I go to a lot of meetings, specifically government ones, where people come to make themselves heard on all kinds of issues, from traffic to education to environmental problems to crime to you name it.
Sometimes they show up en masse, sometimes en a big angry masse.
But it's not always easy to turn your outrage into something that's actually productive.
I've learned this lesson myself, from going to various events and rallies in the past. It's one thing to stand around with a sign or a (nicely designed) T-shirt, which can definitely help bring awareness to something, but it's another thing to really try to make change.
So I thought I'd put together some tips for people to give them a better shot at making change. I'm not a government official, and I can't promise anything. But I feel like it always helps to put your best foot forward:
1. Talk to the right people, at the right time. I have definitely seen a whole lot of people make dozens of angry comments at a county council meeting when they should have been at a board of education meeting, or vice versa. I've seen people comment after something has already been voted on, or after the designated time for public input has ended. Yes, sometimes just coming out in large numbers can make people notice you and potentially pass the word along to the right people. But why not just make sure you are in the right place, at the right time, to begin with?
2. Do the research, as much as you can. Any research is better than none, and the more, the better. A bill or a proposal can have many twists and turns, through different departments or different hands. If you don't know where the process stands and what has already happened, your argument will be a lot less relevant.

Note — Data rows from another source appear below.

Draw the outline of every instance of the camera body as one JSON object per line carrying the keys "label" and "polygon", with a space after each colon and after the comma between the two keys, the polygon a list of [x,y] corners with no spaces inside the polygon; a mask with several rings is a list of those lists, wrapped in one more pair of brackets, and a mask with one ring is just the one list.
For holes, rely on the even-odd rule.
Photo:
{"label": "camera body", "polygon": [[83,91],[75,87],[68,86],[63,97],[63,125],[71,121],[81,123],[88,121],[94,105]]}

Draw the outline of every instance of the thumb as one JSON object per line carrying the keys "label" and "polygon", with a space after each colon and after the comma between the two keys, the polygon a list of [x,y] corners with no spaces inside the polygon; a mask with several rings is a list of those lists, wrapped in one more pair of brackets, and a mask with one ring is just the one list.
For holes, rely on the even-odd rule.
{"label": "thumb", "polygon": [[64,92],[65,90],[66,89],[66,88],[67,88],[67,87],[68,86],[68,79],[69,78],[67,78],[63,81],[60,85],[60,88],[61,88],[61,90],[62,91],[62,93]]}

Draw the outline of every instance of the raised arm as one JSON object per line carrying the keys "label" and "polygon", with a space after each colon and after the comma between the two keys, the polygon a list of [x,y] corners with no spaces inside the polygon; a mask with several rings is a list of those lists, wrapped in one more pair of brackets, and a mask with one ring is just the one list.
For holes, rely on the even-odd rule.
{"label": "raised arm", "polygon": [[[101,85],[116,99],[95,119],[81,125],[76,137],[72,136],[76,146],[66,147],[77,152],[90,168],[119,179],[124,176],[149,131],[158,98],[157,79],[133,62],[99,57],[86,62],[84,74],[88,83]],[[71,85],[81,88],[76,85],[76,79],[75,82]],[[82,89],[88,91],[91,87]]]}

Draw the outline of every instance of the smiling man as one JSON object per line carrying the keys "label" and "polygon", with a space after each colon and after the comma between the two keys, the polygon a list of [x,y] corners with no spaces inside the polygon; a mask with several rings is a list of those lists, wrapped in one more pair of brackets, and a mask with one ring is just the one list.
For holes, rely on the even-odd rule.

3. Focus on the facts, not the feelings. Those in charge already know what "the public" might say, because, let's face it, people usually complain about the same things. The traffic is always "horrendous." It's always "just a matter of time before someone gets killed." Everyone is worried about their "property values." Everyone is always "short-staffed" or "making do with the bare bones." The people in charge already knows you're mad or sad; that's why you're there. What they probably don't know are the specific numbers, statistics, examples, etc., in your neighborhood, your situation, your life. Don't just be outraged and yell at people; make a compelling case.
4. Don't just talk; listen. No matter how convinced you are about the injustice of your situation, there is still a chance that you could be wrong, because we're all human. Or you could be partly wrong; maybe you're just missing a piece of the puzzle. If you don't listen to anyone else's response, or really try to hear your "opponent," you are less likely to be taken seriously.
5. Know what you can and can't do in the process. (This is kind of connected with item 2.) This is especially true when dealing with any kind of development/planning/zoning issues. I sympathize with anyone confronting a development issue because it is ridiculously, unfairly complicated and you should get automatic points just for understanding what "zoning" means. But keeping in mind the system's user-unfriendliness, you should at least try to know who owns the property, what the zoning is and whether it might be changed any time soon. Also, all the zoning gets "planned out" about every eight years (in Harford County), which means if you hear of a specific project going forward, it is probably already technically "too late" to stop it. I'm not saying it's fair, but it will definitely make your life easier to know this basic fact.
6. Now, for some self-serving advice: Don't get mad at the media; we're the ones publicizing your cause. If you're still mad at us, just remember this quote by the Irish author Brendan Behan: "There is no such thing as bad publicity." And save your outrage for where it really counts!